Je tiens, à ce titre, à remercier chaleureusement le président français, François Hollande qui, de passage sur le pavillon des Lettres d’Afrique à Paris, a qualifié les Bibliobus de« très belle initiative » et assuré faire « en sorte de multiplier ces expériences » en France également, où certains enfants sont privés d’accès à la lecture. Le salon a aussi été l’occasion de nouer de nouveaux contacts afin de collecter encore plus d’ouvrages à destination des bibliothèques scolaires de Côte d’Ivoire.

A l’international comme sur le continent, la littérature africaine est plus que jamais source d’échanges, de découvertes et de valorisation des talents artistiques africains.

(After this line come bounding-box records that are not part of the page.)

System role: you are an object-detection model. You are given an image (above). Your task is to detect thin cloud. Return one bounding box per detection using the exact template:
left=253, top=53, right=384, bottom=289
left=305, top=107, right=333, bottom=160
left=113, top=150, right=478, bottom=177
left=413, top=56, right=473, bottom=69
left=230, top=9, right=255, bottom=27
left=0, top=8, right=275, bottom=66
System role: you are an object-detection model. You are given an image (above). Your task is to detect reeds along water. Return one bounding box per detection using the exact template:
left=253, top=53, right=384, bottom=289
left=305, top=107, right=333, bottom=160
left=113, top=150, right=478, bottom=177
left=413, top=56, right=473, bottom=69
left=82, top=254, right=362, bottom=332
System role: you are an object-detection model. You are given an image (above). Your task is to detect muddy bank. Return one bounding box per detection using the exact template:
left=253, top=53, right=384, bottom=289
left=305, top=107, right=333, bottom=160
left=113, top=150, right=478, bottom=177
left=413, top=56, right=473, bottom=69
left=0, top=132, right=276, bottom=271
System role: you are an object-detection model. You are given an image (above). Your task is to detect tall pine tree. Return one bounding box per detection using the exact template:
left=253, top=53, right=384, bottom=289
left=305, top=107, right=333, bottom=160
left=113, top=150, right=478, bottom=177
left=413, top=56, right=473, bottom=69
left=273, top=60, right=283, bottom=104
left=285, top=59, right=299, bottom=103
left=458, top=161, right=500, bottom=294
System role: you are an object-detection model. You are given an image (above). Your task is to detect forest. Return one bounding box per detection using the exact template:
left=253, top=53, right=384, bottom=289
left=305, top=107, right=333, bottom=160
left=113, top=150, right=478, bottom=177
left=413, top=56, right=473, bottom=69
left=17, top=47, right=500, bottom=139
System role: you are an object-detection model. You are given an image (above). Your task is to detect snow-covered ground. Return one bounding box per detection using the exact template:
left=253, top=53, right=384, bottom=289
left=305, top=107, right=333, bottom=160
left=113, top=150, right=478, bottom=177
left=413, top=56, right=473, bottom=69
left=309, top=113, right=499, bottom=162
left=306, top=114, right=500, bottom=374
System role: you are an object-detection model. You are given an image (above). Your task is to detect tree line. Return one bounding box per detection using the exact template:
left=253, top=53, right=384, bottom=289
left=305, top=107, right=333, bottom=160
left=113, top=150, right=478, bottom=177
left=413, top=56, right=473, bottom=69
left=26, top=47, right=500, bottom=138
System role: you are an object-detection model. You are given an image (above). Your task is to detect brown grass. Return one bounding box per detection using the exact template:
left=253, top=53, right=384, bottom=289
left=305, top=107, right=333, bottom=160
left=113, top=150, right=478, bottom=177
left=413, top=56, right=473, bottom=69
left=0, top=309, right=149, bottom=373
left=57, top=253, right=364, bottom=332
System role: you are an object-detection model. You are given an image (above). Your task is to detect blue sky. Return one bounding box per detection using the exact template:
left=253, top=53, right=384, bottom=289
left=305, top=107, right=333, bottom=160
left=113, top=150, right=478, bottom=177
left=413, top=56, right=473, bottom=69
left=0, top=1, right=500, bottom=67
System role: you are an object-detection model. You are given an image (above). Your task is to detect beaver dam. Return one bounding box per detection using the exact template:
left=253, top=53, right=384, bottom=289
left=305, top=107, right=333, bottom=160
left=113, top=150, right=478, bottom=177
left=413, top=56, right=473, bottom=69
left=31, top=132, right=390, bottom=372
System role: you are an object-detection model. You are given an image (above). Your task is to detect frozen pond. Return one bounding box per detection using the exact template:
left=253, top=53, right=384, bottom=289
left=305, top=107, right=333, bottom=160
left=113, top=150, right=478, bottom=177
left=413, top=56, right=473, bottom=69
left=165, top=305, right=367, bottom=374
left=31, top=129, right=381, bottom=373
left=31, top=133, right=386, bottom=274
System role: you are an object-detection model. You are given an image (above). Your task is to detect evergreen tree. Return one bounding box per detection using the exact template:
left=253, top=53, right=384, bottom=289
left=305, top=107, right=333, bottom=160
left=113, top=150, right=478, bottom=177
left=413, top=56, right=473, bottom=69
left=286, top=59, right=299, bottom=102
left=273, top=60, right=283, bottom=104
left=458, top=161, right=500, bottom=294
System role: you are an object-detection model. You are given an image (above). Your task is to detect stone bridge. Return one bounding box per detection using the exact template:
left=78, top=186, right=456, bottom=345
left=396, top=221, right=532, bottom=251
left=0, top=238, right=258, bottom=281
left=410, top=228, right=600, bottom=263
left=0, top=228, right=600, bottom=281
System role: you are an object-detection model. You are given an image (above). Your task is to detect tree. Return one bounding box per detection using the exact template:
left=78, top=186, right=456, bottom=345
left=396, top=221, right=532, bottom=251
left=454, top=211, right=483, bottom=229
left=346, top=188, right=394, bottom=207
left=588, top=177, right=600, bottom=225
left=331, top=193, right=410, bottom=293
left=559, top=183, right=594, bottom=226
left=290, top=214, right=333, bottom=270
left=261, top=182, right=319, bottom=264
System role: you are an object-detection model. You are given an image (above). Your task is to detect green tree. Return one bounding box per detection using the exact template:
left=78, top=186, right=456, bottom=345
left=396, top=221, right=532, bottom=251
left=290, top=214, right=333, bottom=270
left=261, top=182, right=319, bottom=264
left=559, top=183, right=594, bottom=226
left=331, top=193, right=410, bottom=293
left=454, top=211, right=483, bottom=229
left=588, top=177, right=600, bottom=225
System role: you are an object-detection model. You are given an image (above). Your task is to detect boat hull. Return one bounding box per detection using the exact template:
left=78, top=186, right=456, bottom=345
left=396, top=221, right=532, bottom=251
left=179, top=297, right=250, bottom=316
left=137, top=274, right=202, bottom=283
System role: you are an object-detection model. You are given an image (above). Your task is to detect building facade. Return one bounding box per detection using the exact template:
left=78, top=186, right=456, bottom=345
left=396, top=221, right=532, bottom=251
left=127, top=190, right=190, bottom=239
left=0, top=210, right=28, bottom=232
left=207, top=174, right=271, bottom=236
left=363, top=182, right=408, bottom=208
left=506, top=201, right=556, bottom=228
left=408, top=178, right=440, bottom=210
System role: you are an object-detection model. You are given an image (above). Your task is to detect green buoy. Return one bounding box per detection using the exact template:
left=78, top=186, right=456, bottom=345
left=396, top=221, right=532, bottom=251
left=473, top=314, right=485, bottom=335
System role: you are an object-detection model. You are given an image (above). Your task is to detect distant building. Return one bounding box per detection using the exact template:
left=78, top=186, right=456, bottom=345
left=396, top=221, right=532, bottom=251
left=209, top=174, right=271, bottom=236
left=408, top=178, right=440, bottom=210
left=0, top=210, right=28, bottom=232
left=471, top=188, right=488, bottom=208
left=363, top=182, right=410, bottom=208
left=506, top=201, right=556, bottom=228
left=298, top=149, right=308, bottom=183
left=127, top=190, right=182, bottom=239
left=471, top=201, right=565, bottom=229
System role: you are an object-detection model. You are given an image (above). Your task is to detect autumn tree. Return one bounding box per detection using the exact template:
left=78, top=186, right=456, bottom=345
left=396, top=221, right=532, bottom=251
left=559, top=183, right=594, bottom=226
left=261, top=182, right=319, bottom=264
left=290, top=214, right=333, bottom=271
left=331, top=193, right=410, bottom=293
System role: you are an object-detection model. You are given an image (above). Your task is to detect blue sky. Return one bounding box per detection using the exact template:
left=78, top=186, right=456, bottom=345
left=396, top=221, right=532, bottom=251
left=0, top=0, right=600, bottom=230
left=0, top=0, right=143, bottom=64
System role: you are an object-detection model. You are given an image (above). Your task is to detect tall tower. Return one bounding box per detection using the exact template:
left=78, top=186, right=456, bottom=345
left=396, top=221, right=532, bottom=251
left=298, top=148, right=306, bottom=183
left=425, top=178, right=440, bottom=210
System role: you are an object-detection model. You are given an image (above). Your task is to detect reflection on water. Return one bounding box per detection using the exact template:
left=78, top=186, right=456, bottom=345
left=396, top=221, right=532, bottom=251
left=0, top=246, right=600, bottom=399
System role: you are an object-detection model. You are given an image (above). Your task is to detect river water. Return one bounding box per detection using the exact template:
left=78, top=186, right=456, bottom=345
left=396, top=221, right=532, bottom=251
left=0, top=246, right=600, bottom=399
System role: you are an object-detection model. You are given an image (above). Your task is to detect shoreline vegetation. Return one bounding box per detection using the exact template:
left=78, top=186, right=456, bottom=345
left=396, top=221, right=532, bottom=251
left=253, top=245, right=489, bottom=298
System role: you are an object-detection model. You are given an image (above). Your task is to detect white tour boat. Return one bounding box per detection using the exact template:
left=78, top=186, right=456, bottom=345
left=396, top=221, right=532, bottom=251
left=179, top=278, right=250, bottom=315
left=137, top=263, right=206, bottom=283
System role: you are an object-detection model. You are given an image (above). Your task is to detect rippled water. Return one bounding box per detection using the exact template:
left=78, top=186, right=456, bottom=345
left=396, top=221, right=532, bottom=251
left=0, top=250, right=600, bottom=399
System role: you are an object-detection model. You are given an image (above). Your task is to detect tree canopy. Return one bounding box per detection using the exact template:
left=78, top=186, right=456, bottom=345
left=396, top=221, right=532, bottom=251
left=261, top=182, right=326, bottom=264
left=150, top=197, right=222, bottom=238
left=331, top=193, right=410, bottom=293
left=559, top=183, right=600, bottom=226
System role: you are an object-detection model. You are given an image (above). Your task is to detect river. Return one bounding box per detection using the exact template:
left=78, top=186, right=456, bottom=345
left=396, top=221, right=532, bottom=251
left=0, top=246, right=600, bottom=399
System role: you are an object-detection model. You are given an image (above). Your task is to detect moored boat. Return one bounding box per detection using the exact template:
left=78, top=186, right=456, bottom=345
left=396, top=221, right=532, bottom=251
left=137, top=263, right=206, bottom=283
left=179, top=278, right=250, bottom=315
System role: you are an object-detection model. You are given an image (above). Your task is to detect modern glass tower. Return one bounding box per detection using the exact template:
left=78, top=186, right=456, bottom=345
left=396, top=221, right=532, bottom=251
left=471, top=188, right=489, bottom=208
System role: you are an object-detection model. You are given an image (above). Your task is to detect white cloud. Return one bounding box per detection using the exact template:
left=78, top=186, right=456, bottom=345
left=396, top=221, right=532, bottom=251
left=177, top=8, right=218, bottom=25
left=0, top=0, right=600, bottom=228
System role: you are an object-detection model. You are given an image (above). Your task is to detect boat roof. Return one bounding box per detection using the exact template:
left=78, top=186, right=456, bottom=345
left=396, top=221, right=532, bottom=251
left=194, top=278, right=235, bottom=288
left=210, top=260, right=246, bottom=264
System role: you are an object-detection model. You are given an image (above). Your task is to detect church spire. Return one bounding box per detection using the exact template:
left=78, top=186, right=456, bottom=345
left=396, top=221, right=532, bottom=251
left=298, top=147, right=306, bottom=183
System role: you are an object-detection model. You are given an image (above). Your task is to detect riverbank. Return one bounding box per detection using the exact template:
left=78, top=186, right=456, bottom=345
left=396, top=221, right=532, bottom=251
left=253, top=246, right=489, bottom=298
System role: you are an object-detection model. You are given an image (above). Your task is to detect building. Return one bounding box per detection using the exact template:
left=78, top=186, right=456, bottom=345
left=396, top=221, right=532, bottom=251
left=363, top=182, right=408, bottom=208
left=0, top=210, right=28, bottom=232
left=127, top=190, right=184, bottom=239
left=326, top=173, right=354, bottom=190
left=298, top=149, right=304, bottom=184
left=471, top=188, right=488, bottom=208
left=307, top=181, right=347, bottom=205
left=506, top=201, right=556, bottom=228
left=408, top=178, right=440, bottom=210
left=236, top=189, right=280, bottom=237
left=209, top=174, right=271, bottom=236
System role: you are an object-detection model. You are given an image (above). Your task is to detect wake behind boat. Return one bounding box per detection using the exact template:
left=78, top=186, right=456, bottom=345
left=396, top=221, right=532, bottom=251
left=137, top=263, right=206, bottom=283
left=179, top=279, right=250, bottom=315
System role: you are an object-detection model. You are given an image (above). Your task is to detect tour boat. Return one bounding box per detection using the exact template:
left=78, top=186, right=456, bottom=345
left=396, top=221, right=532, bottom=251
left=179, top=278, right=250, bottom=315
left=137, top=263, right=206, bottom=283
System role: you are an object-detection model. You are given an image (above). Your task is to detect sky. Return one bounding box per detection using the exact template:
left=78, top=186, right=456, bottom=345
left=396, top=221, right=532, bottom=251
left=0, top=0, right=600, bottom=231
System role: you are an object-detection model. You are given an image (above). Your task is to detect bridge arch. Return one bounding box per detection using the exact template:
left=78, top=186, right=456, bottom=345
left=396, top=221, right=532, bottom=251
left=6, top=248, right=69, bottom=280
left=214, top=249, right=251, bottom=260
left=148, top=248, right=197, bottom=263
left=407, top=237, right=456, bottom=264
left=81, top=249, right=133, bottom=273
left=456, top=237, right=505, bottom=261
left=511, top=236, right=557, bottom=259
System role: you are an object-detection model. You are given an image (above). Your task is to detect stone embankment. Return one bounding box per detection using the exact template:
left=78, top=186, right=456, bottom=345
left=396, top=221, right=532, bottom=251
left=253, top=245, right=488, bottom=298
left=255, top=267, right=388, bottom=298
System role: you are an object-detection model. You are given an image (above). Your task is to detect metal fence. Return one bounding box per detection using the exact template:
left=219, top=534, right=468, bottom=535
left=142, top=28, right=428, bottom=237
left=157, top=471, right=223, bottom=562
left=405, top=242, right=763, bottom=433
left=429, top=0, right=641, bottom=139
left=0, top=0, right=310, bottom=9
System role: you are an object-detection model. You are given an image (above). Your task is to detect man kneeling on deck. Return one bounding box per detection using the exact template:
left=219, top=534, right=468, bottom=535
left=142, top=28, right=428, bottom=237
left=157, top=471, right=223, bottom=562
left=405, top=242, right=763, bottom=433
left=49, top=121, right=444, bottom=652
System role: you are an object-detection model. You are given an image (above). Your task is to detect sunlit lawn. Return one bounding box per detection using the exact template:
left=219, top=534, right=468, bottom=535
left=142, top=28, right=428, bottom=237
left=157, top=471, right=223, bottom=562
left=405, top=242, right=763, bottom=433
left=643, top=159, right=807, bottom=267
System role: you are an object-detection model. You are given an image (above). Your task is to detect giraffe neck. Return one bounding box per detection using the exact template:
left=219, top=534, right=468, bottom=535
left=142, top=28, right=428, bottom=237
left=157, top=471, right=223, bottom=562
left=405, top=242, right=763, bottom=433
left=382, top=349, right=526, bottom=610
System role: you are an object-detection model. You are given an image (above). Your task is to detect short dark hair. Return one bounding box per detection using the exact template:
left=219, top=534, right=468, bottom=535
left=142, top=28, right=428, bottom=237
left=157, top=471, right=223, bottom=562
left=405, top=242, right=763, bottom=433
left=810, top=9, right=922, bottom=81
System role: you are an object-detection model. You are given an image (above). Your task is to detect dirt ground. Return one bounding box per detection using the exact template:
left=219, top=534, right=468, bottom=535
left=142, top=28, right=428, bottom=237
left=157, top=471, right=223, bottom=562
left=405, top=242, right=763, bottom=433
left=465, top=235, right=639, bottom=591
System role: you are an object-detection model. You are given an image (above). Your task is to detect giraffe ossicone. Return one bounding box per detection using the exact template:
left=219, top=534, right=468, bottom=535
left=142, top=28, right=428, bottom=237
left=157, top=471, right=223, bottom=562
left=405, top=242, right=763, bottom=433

Comme l’a écrit Alain Mabanckou, « l’Afrique n’est plus seulement en Afrique. En se dispersant à travers le monde, les Africains créent d’autres Afriques, tentent d’autres aventures peut-être salutaires pour la valorisation des cultures du continent noir. Nous avons besoin d’une confrontation, d’un face à face des cultures ». Une ébullition culturelle qui, seule, pourra restituer l’infinie richesse de notre continent.